New year, new plans, new to-do list, and an opportune time to start something completely new. This year I will aim to actively write contents online for myself and others. So I am going to begin this journey by writing this first post with these
1. Intents
- A retrospection on my Data Science(DS) journey for the past 5 years.
- To motivate aspiring data practitioners. I think it is helpful to go through someone else’s journey.
- To share my thought processes and personal/general reflection.
2. Conundrums (2014)
I first read about big data during my 2nd year’s internship at Singapore Police Force in 2013. It was an internship on “Big Data in Policing” where I had to do a lot of reading on the subject matter. It was at that time when I learnt of big data analytics which was an up-and-coming field (at that time) that is an amalgamation of Statistics, Computer Science and Business Domain Knowledge. That piqued my interest because it contains two of my favourite things, Statistics and Programming.
Serious career planning started back in 2014 during a 3rd year’s internship in Bangalore at Infosys’ electronic city campus. All interns stay in Infosys’ campus and it was time-consuming to travel outside. So I ended up with a lot of long nights and time to contemplate about my career which was something I constantly worried about. I realised that
Especially after going through Singapore’s education system myself, we were never taught to think for ourselves. It was always about exams, grades, fixed subjects we were all forced to do, outscoring the guy sitting next to you in class, and making your parents proud. However in university and life, there are no more “goals” fixed for you. Suddenly there’s all kinds of decision you have to make for yourself like module selection, internship application and thesis advisor. Same for career planning..
It will always be daunting no matter at which stage of your life. Mired in uncertainty and self-doubts, you are never sure if you are good enough to be shortlisted for a job interview.
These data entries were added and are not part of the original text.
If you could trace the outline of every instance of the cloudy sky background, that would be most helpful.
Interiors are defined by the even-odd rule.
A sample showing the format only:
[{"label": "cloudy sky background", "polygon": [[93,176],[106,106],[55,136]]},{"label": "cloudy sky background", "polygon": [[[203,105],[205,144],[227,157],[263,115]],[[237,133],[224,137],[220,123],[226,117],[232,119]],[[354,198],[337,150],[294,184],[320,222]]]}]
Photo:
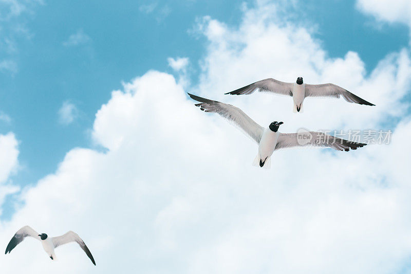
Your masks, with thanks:
[{"label": "cloudy sky background", "polygon": [[[411,4],[328,2],[0,0],[0,244],[72,230],[97,264],[74,244],[52,263],[28,239],[2,271],[411,272]],[[300,76],[377,106],[312,99],[295,115],[289,98],[223,94]],[[283,132],[394,133],[263,170],[186,91]]]}]

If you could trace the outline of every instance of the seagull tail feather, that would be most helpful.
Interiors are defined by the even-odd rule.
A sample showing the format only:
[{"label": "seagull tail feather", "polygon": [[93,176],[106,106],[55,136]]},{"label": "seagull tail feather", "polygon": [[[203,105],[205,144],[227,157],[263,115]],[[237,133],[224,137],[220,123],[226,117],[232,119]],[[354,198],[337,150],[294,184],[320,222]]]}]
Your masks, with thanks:
[{"label": "seagull tail feather", "polygon": [[266,161],[264,162],[264,166],[263,166],[263,168],[265,169],[270,169],[271,168],[271,157],[269,157],[267,159],[266,159]]}]

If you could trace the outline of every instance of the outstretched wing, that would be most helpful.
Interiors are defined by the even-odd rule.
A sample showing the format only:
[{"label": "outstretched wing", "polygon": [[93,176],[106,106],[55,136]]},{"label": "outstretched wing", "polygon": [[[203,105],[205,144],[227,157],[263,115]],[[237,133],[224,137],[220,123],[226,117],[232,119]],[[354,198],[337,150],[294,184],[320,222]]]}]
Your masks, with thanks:
[{"label": "outstretched wing", "polygon": [[258,89],[258,91],[269,92],[282,95],[292,96],[293,83],[285,83],[272,78],[262,80],[248,86],[242,87],[235,90],[225,94],[239,95],[240,94],[251,94]]},{"label": "outstretched wing", "polygon": [[73,232],[73,231],[68,231],[64,235],[62,235],[61,236],[59,236],[58,237],[53,237],[51,238],[51,240],[53,241],[53,245],[54,246],[54,248],[58,246],[60,246],[68,243],[76,242],[79,244],[79,245],[80,246],[80,247],[81,247],[81,249],[83,249],[85,252],[86,252],[86,254],[87,254],[87,255],[88,256],[89,258],[90,258],[90,260],[91,260],[91,262],[93,264],[94,264],[94,265],[96,265],[96,262],[94,261],[93,255],[91,255],[91,252],[90,252],[88,248],[84,243],[84,242],[83,242],[81,238],[80,238],[80,236],[77,235],[77,234],[75,232]]},{"label": "outstretched wing", "polygon": [[356,103],[360,105],[376,105],[334,84],[306,84],[305,85],[306,97],[333,97],[339,98],[340,96],[342,96],[345,101],[350,103]]},{"label": "outstretched wing", "polygon": [[201,102],[195,105],[199,107],[202,111],[219,114],[227,120],[233,122],[236,125],[239,126],[257,143],[260,142],[264,132],[264,127],[254,122],[238,107],[217,101],[203,98],[189,93],[188,95],[192,99]]},{"label": "outstretched wing", "polygon": [[7,247],[6,248],[5,254],[7,254],[7,252],[10,253],[17,245],[23,242],[26,237],[30,236],[39,240],[38,235],[39,233],[29,226],[23,227],[11,238],[9,244],[7,245]]},{"label": "outstretched wing", "polygon": [[296,147],[331,148],[336,150],[348,151],[356,150],[367,144],[357,143],[314,131],[302,133],[281,133],[275,150]]}]

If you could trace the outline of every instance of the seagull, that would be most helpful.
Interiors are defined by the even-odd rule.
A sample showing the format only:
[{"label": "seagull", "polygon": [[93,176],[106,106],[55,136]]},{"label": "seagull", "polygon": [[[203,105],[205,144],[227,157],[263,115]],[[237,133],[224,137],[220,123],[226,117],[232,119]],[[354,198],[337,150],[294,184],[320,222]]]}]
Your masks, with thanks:
[{"label": "seagull", "polygon": [[360,98],[334,84],[309,85],[303,82],[303,77],[298,77],[295,83],[285,83],[272,78],[262,80],[225,94],[240,95],[251,94],[258,89],[260,92],[269,92],[292,97],[293,112],[303,112],[303,102],[306,97],[332,97],[339,98],[342,96],[345,101],[360,105],[376,105]]},{"label": "seagull", "polygon": [[195,105],[206,112],[217,113],[245,132],[257,144],[258,152],[253,165],[268,169],[271,167],[271,157],[274,151],[297,147],[331,148],[336,150],[348,151],[356,150],[367,144],[358,143],[313,131],[300,131],[296,133],[281,133],[278,132],[283,122],[274,121],[264,128],[244,112],[233,105],[213,101],[188,93],[192,99],[200,102]]},{"label": "seagull", "polygon": [[81,249],[86,252],[86,254],[91,260],[94,265],[96,265],[96,262],[94,261],[94,258],[93,258],[93,255],[91,255],[91,252],[88,250],[87,246],[81,240],[81,238],[73,231],[68,231],[61,236],[50,238],[45,233],[39,234],[29,226],[23,227],[16,232],[14,236],[11,238],[9,244],[7,245],[5,254],[7,254],[7,252],[10,253],[17,245],[23,242],[26,237],[29,236],[36,239],[41,242],[44,251],[48,254],[51,260],[57,259],[55,254],[54,254],[54,248],[65,244],[76,242],[79,244]]}]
There’s just way too many moving parts, too many variables. So using the most common mathematical way of simplifying things, I fix the variables except one and analyze that on its own. Do that for every variable. Eventually I was able to narrow down the problem and distill it down into a couple of angles:
- Government services or Private sector?
- Government service: Iron rice bowl, guaranteed above average salary, red tapes, less autonomy, harder to leave.
- Private sector: Uncertain prospects, riskier compared to government service which also directly translates to more opportunity to hustle hard.
- Statistics or Actuarial Science or Programming?
- Statistics: Natural path since that is my major.
- Actuarial Science: A time-tested path to a stable and good paying career as long as you continue to take certifications.
- Programming: I enjoyed R programming a lot.
- Industry (e.g. banking finance, telco, tech)?
- I was pretty open-minded about the industries. It didn’t really matter to me.
- Money or Passion?
- Money: It’s definitely important but is it important enough for me to jeopardize long term goals for short term gains?
- Passion: I was really certain about what I enjoyed doing which was Statistics and Programming at that time (and even now).
It’s a lot easier to think of things this way.
For me, my guiding principle has always been to follow my strength, not passion. Passions are hard to find. Passions that pay well are even harder to find. Some activities like playing sports, drawing and design does not always work out in Singapore. Sometime, and honestly, you may not be even good at whatever your passion lies. Luckily there is an easier solution. Described in the book “So Good They Can’t Ignore You”, it talks about how skills trump passion in the quest for work you love. It is an inspiring book and having read it, it affirms my prior belief (hehe) that passion can be cultivated through mastery in a skill.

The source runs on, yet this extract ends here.